Having demonstrated the high transfection efficiency of JetPEI-Gal liposomes to hepatocytes, it was important to ascertain the effects of plasmid transfection and IL-10 gene expression on the proliferation and apoptosis of BRL cells. No significant deviations among the viable counts of the control and transfected cells were observed during the first 24 h post-transfection (P>0.05). At 48 h post-transfection, the viable count of the BRL cells transfected with the pcDNA3.0 plasmid was visibly but slightly decreased compared with that of the control BRL cells (P<0.01), but there was no significant deviation between the BRL cells transfected with the pcDNA3.0 plasmid and those transfected with the pcDNA3.0-IL-10 plasmid (P>0.05; Fig. 3). The apoptosis of each group was detected by flow cytometry. As shown in Fig. 4, the BRL cells transfected with the pcDNA3.0 plasmid had a significantly higher apoptosis rate (11.13±0.97%) than the control BRL cells (5.91±0.37%; P<0.01). This increased apoptosis was markedly attenuated in the BRL cells transfected with pcDNA3.0-IL-10 plasmid, which had an apoptosis rate of 7.36±0.51% (P<0.01).

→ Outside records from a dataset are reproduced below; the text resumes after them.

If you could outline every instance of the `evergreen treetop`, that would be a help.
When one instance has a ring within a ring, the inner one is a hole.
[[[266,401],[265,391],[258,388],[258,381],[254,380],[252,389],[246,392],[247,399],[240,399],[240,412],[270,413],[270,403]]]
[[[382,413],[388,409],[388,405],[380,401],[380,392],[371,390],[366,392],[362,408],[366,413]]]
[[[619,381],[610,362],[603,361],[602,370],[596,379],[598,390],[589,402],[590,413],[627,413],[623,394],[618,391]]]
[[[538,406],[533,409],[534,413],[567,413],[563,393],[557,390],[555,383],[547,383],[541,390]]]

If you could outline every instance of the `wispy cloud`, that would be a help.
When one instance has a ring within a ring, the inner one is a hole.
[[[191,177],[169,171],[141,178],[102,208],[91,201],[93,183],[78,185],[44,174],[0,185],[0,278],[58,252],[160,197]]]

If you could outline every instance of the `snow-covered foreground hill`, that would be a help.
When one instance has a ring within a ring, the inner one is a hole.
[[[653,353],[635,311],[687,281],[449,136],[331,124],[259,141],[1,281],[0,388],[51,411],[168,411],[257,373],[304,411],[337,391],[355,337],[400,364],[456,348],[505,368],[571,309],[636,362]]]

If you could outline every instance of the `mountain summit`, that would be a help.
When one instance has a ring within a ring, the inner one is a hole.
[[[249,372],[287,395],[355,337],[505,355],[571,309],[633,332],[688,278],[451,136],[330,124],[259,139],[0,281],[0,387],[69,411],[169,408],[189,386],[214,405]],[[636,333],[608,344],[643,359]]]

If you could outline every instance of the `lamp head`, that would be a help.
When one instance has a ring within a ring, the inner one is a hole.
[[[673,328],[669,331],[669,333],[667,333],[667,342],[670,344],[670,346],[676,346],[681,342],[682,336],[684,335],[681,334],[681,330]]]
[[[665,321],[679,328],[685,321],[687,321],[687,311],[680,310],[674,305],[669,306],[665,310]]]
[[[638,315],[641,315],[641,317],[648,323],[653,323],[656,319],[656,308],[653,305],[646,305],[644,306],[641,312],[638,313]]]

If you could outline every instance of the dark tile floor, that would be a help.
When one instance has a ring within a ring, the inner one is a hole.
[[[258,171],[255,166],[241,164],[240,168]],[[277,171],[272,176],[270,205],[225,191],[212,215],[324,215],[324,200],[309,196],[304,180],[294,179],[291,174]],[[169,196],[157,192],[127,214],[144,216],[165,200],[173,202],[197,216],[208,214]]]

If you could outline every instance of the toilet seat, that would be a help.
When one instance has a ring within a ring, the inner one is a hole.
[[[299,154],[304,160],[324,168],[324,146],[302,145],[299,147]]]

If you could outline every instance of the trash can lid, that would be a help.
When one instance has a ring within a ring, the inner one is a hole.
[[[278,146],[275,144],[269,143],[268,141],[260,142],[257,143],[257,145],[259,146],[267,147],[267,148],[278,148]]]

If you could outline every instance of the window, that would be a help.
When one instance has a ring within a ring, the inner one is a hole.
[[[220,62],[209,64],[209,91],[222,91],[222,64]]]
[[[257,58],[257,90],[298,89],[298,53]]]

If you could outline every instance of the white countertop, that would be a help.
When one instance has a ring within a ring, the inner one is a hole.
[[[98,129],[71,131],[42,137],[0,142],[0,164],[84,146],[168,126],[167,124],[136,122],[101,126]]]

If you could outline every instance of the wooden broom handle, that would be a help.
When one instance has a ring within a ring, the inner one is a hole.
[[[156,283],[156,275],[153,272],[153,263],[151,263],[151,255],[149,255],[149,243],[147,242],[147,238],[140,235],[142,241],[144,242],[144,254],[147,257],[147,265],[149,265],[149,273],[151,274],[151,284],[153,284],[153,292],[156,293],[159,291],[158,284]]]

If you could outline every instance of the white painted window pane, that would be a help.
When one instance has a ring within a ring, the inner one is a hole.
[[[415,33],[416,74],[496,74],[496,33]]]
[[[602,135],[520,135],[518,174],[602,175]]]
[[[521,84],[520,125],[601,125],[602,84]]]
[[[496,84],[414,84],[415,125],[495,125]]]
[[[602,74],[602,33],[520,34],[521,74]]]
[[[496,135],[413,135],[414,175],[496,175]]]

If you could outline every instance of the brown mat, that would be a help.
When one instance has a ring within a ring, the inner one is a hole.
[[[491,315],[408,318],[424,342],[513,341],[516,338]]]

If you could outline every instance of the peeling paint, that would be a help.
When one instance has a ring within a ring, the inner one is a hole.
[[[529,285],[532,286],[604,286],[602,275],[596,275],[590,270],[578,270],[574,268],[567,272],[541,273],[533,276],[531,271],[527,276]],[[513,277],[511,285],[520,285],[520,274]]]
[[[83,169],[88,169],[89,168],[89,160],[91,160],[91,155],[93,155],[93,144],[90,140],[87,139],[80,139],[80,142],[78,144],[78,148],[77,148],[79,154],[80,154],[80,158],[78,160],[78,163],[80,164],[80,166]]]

Following isolation and primary culturing for 5 days, the HSCs of group H fully stretched to a stellate shape. The HSCs cocultured with BRL cells (groups C, P and I) clearly contracted into fusiform or dendritic shapes, as shown in Fig. 5.

HSC activation is accompanied by increased expression of α-SMA and the production of collagen types I and III. Setting β-tubulin as an internal reference, the expression levels of procollagen type I and α-SMA by HSCs were detected by western blot analysis. As shown in Fig. 6, BRL cells significantly stimulated the expression of procollagen type I and α-SMA by HSCs. In the BRL cells transfected with the IL-10 gene, this stimulation was suppressed (Table I).

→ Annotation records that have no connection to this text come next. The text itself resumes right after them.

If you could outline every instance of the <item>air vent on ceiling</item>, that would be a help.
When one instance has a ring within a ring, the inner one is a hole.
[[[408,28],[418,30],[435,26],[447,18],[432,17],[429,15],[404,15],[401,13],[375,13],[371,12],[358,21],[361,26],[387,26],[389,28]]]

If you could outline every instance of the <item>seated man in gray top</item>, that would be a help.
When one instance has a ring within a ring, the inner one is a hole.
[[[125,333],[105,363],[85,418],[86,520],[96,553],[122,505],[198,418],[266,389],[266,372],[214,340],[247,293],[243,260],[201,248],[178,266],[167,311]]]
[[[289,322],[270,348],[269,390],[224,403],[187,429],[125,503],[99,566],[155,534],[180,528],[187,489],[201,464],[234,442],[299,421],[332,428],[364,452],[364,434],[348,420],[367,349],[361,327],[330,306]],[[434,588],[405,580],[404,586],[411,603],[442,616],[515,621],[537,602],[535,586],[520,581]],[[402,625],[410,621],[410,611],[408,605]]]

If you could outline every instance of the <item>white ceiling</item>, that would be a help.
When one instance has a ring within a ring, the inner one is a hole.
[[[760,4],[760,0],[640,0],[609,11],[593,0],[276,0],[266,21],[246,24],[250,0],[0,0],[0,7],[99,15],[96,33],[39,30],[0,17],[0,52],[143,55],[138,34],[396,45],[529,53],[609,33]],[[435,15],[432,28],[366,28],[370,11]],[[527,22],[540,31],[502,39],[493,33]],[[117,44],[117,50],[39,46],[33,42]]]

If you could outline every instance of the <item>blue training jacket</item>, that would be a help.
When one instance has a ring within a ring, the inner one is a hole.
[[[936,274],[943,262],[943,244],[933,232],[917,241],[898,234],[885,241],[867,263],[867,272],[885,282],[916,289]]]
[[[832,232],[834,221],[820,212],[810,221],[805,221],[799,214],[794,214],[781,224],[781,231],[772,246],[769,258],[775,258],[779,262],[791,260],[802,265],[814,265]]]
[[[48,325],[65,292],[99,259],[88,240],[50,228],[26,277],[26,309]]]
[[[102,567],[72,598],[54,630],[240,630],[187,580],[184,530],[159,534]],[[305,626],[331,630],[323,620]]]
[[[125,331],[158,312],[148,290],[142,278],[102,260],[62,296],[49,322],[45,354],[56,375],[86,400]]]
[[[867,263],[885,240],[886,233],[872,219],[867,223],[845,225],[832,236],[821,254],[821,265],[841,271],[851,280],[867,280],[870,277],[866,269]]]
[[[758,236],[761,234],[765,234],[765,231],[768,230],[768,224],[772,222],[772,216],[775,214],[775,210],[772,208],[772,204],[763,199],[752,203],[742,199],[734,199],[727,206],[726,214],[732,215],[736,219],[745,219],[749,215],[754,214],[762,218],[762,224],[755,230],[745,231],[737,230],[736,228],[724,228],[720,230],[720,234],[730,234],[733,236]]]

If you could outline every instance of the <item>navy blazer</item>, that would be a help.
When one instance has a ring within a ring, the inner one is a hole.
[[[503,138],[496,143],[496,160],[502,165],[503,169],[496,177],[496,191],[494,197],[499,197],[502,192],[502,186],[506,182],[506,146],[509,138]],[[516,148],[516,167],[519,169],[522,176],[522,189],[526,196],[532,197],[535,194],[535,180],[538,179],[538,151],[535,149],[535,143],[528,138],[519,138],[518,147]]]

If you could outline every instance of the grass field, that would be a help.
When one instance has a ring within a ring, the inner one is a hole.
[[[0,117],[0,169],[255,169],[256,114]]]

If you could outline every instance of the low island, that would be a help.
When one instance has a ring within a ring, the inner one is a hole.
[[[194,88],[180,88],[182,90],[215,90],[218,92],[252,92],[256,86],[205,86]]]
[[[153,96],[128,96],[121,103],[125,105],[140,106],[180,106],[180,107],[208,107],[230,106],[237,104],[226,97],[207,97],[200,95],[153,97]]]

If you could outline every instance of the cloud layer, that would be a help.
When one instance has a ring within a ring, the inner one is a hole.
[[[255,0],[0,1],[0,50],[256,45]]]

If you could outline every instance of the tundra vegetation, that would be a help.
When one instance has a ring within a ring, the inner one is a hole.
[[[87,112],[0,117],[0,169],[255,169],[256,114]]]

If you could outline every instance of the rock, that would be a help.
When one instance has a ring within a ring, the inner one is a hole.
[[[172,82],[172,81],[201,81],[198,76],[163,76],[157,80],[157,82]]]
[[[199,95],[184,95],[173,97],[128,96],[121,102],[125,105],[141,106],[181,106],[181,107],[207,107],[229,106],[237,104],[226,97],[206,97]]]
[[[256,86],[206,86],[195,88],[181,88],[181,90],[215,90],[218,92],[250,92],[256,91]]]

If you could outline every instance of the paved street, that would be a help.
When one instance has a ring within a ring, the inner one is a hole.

Increased proliferation is an important feature of HSC activation. In MTT assays, HSCs displayed a marked increase in proliferation when cultured in the supernatant of BRL cells (P<0.01). By contrast, when cultured in the supernatant of BRL cells transfected with the IL-10 gene, the increased proliferation of the HSCs was significantly attenuated (P<0.01), as shown in Fig. 7 and Table II.

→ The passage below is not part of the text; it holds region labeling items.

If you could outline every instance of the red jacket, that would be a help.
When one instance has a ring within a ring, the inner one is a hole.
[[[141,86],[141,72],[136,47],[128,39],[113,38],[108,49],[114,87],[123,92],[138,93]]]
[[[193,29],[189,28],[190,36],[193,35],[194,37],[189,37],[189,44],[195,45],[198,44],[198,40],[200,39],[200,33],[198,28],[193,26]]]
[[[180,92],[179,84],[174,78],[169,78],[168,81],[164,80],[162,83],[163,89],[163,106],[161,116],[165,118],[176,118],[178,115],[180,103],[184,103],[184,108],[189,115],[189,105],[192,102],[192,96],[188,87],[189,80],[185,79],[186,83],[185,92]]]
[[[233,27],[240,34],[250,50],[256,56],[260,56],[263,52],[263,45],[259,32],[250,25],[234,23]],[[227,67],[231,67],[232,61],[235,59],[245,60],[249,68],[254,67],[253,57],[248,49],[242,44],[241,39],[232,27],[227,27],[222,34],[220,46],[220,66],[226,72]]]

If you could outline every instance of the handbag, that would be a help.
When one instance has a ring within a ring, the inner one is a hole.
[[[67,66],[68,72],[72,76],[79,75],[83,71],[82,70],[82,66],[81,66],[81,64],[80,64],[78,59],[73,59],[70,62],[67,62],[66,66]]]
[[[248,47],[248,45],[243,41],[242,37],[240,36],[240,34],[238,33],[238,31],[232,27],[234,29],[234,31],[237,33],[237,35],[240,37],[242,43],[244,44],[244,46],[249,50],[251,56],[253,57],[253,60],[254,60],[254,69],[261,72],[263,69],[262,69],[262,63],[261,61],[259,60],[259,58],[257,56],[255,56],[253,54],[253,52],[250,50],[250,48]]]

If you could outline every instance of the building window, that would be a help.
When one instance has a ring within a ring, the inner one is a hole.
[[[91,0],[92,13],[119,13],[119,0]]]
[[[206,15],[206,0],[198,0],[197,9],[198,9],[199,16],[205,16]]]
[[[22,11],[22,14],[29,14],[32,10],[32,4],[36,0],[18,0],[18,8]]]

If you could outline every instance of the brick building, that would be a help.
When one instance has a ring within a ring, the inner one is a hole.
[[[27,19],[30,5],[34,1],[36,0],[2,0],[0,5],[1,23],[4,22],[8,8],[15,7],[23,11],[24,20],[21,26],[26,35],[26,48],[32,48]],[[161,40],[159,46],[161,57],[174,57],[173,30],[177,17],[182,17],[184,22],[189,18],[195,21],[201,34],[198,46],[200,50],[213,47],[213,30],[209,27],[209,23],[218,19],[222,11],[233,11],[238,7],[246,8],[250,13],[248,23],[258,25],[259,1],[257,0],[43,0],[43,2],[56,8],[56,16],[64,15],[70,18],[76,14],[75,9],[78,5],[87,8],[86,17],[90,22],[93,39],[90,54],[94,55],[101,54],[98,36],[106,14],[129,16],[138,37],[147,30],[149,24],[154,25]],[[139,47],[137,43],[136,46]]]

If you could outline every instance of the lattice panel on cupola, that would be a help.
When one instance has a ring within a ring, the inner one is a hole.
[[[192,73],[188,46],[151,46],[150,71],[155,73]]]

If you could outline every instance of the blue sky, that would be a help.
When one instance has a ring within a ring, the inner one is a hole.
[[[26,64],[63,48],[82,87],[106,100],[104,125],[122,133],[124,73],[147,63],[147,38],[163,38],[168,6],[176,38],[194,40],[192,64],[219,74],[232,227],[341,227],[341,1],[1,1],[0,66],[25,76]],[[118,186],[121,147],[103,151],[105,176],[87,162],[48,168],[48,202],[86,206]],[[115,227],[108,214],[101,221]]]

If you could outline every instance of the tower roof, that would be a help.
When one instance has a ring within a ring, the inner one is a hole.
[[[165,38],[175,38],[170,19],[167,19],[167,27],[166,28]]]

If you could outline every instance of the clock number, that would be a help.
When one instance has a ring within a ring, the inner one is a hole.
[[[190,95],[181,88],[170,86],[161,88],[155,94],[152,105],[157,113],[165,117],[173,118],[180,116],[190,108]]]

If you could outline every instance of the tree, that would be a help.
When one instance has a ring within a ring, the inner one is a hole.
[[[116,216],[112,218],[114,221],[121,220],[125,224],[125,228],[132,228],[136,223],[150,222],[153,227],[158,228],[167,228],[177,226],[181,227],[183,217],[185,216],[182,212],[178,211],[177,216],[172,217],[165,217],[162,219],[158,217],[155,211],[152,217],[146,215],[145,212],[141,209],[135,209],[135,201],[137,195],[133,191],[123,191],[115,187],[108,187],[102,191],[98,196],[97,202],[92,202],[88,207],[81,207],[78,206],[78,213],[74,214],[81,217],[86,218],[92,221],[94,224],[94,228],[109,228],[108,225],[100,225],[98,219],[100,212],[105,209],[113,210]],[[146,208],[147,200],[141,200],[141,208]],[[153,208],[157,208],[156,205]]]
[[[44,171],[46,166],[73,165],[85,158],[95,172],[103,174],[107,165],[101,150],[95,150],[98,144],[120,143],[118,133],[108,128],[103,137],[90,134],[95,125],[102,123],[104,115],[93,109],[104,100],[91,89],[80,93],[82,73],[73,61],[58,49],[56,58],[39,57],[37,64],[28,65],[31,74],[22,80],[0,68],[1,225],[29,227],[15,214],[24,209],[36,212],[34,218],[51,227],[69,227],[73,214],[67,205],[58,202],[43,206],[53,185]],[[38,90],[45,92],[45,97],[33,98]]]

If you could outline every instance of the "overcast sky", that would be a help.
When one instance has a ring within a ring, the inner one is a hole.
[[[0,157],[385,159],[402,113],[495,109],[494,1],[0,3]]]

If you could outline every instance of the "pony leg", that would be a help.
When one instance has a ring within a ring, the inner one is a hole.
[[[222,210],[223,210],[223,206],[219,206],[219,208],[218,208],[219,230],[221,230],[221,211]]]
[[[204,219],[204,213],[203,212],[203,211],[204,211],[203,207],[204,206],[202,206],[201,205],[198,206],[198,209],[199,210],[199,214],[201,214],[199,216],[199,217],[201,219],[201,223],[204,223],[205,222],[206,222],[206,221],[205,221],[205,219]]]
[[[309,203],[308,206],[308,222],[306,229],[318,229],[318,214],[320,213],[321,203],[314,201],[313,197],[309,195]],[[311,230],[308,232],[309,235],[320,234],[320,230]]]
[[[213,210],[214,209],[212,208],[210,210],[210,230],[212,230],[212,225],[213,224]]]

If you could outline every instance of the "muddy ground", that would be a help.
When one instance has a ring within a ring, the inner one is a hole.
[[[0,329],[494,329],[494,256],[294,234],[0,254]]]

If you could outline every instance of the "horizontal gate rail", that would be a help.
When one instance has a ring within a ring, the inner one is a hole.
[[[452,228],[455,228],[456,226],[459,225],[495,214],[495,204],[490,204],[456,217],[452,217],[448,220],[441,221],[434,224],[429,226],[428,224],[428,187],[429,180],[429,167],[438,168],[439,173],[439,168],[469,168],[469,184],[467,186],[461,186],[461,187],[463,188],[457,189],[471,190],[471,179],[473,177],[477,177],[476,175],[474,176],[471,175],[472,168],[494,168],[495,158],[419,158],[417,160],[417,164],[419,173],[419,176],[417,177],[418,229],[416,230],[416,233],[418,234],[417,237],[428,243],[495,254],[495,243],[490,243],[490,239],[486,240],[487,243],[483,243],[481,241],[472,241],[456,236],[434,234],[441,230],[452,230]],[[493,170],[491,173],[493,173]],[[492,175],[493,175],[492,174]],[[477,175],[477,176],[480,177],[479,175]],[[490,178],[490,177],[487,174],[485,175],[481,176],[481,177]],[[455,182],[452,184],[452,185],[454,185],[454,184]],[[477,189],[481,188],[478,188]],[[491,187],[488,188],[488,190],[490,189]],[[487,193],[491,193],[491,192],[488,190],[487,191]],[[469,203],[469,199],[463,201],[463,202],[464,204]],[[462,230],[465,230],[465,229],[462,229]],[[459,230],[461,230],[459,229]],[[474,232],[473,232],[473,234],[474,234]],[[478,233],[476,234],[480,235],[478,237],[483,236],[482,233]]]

The apoptosis of activated HSCs may be involved in the reversion of liver fibrosis. We aimed to establish whether BRL cells with or without IL-10 gene modification affected the apoptosis of HSCs. Following isolation and primary culturing for several days, the HSCs displayed such strong adhesion that it was difficult to digest them from the culture plates and separate them from each other. Therefore, TUNEL assays but not flow cytometry, were employed to detect the apoptosis rate of the HSCs. As shown in Fig. 8, there were few apoptotic HSCs in group H; the apoptosis rate was 5.9%. However, the apoptosis rate was clearly increased in the HSCs cocultured with BRL cells (14.65% in group C and 14.45% in group P), which is in parallel with the increased proliferation described earlier. It is a notable finding that further increased apoptosis (20.35%) was detected in the HSCs co-cultured with the BRL cells transfected with the IL-10 gene (P<0.01; Table III).